The better AI performance also impacts Apple Intelligence. Apple says that on-device AI tools like Image Playground now run faster, and developers working with Apple’s Foundation Models framework will experience performance gains too.
Apple says the M5’s improved GPU prowess also powers third-generation ray tracing to deliver graphics performance that is up to 45 percent higher than M4.
On the CPU side, M5 features “the world’s fastest performance core,” per Apple, and includes up to a 10-core CPU comprising six efficiency cores and four performance cores. Together, they offer up to 15 percent faster multithreaded performance compared to M4.
While some of these improvements don’t necessarily sound that dramatic on paper, that is partly because M4 is already an extremely performant and efficient chip. Compared to the original M1, the M5 is dramatically better.

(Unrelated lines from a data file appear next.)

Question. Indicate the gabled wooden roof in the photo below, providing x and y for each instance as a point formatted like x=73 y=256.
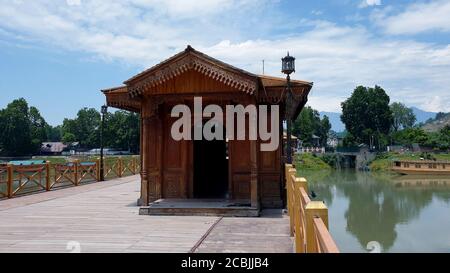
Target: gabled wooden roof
x=266 y=88
x=195 y=60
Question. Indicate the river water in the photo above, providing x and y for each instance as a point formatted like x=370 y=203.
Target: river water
x=389 y=213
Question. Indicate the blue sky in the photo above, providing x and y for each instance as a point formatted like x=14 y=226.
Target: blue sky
x=58 y=54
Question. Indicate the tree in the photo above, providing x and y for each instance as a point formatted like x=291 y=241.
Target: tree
x=411 y=136
x=367 y=115
x=38 y=129
x=308 y=124
x=403 y=117
x=122 y=131
x=54 y=133
x=84 y=129
x=15 y=135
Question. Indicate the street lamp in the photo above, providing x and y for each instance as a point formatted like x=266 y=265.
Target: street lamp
x=288 y=67
x=104 y=111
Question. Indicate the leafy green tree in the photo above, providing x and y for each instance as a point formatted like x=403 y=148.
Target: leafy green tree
x=325 y=127
x=84 y=129
x=404 y=117
x=367 y=115
x=308 y=124
x=15 y=135
x=122 y=131
x=54 y=133
x=38 y=129
x=410 y=136
x=444 y=137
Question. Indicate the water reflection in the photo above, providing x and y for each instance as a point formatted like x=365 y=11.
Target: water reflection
x=378 y=204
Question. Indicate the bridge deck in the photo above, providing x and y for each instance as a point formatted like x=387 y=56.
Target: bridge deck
x=102 y=217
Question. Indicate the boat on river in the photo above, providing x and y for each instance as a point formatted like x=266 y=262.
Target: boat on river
x=428 y=167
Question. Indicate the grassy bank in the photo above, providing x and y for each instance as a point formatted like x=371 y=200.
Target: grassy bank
x=310 y=162
x=382 y=161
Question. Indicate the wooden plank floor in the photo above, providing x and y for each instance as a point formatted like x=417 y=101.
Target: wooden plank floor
x=266 y=234
x=102 y=217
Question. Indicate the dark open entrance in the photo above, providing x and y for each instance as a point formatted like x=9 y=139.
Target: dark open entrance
x=210 y=169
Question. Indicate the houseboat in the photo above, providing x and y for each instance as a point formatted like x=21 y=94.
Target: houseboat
x=421 y=167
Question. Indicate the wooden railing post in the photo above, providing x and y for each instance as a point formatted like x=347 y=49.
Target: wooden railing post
x=290 y=202
x=133 y=164
x=10 y=184
x=47 y=175
x=119 y=166
x=75 y=169
x=97 y=168
x=314 y=209
x=299 y=183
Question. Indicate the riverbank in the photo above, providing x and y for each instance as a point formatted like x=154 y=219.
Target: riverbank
x=310 y=162
x=382 y=161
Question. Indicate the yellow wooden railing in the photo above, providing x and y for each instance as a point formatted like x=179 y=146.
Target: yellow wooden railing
x=20 y=180
x=308 y=219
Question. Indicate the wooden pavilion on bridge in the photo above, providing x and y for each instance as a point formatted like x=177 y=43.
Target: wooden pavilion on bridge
x=231 y=170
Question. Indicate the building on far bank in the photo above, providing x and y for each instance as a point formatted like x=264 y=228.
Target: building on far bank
x=52 y=148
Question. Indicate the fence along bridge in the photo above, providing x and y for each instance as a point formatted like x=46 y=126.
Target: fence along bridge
x=102 y=217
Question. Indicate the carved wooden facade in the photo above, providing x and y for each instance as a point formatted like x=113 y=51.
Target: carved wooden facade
x=254 y=177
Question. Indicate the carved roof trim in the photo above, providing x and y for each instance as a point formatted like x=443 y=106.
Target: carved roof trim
x=190 y=59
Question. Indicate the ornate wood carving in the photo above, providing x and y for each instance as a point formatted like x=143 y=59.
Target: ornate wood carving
x=188 y=62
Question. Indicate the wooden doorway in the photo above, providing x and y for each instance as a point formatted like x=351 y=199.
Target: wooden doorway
x=210 y=169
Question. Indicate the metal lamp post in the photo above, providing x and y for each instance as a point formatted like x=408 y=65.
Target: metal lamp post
x=104 y=111
x=288 y=67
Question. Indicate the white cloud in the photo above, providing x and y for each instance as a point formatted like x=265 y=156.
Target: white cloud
x=73 y=2
x=336 y=58
x=368 y=3
x=417 y=18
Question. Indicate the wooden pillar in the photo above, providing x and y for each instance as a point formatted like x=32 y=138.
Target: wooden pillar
x=75 y=172
x=97 y=168
x=144 y=200
x=289 y=193
x=160 y=157
x=314 y=209
x=299 y=221
x=47 y=176
x=254 y=173
x=10 y=182
x=149 y=172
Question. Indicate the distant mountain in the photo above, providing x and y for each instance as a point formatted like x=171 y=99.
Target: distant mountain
x=438 y=123
x=335 y=120
x=338 y=126
x=423 y=116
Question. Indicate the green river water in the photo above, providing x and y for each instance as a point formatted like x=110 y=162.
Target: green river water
x=388 y=213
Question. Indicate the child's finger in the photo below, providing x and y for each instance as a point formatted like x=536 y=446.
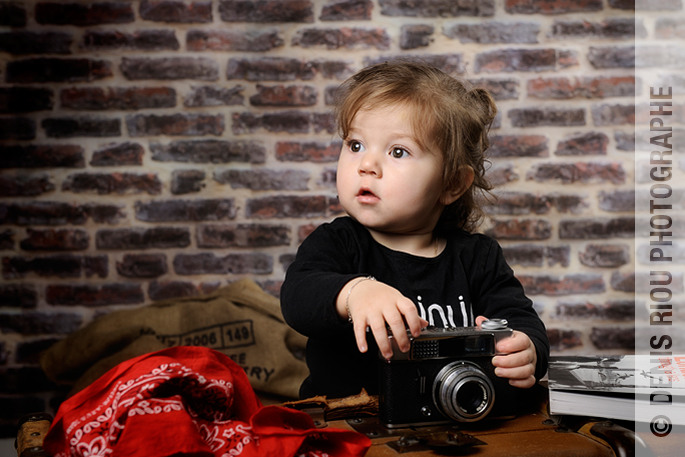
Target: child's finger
x=411 y=316
x=360 y=336
x=381 y=336
x=516 y=342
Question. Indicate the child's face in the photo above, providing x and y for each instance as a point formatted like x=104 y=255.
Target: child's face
x=385 y=180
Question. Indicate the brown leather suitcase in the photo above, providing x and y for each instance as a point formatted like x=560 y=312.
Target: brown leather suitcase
x=534 y=433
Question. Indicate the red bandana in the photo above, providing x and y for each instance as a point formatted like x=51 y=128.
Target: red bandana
x=187 y=401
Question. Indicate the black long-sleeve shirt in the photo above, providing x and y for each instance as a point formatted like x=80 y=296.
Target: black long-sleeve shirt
x=469 y=278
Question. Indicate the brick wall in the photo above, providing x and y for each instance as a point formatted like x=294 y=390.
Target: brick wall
x=156 y=149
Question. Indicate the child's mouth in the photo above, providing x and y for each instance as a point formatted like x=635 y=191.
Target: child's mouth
x=365 y=195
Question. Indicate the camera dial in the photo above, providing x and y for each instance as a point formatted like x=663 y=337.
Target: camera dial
x=463 y=392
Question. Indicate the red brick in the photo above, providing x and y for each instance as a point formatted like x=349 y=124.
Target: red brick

The new chip offers 2.5 times better graphics performance than the original M1, which impacts photo editing, video editing, and gaming.
The M5 also includes an improved 16-core Neural Engine, a more powerful media engine, and an almost 30 percent increase in its unified memory bandwidth, which is now 153GB/s. This is also twice as good as M1. As for memory capacity, M5 supports up to 32GB of memory, which is helpful when running demanding creative apps like Adobe Photoshop and Final Cut Pro.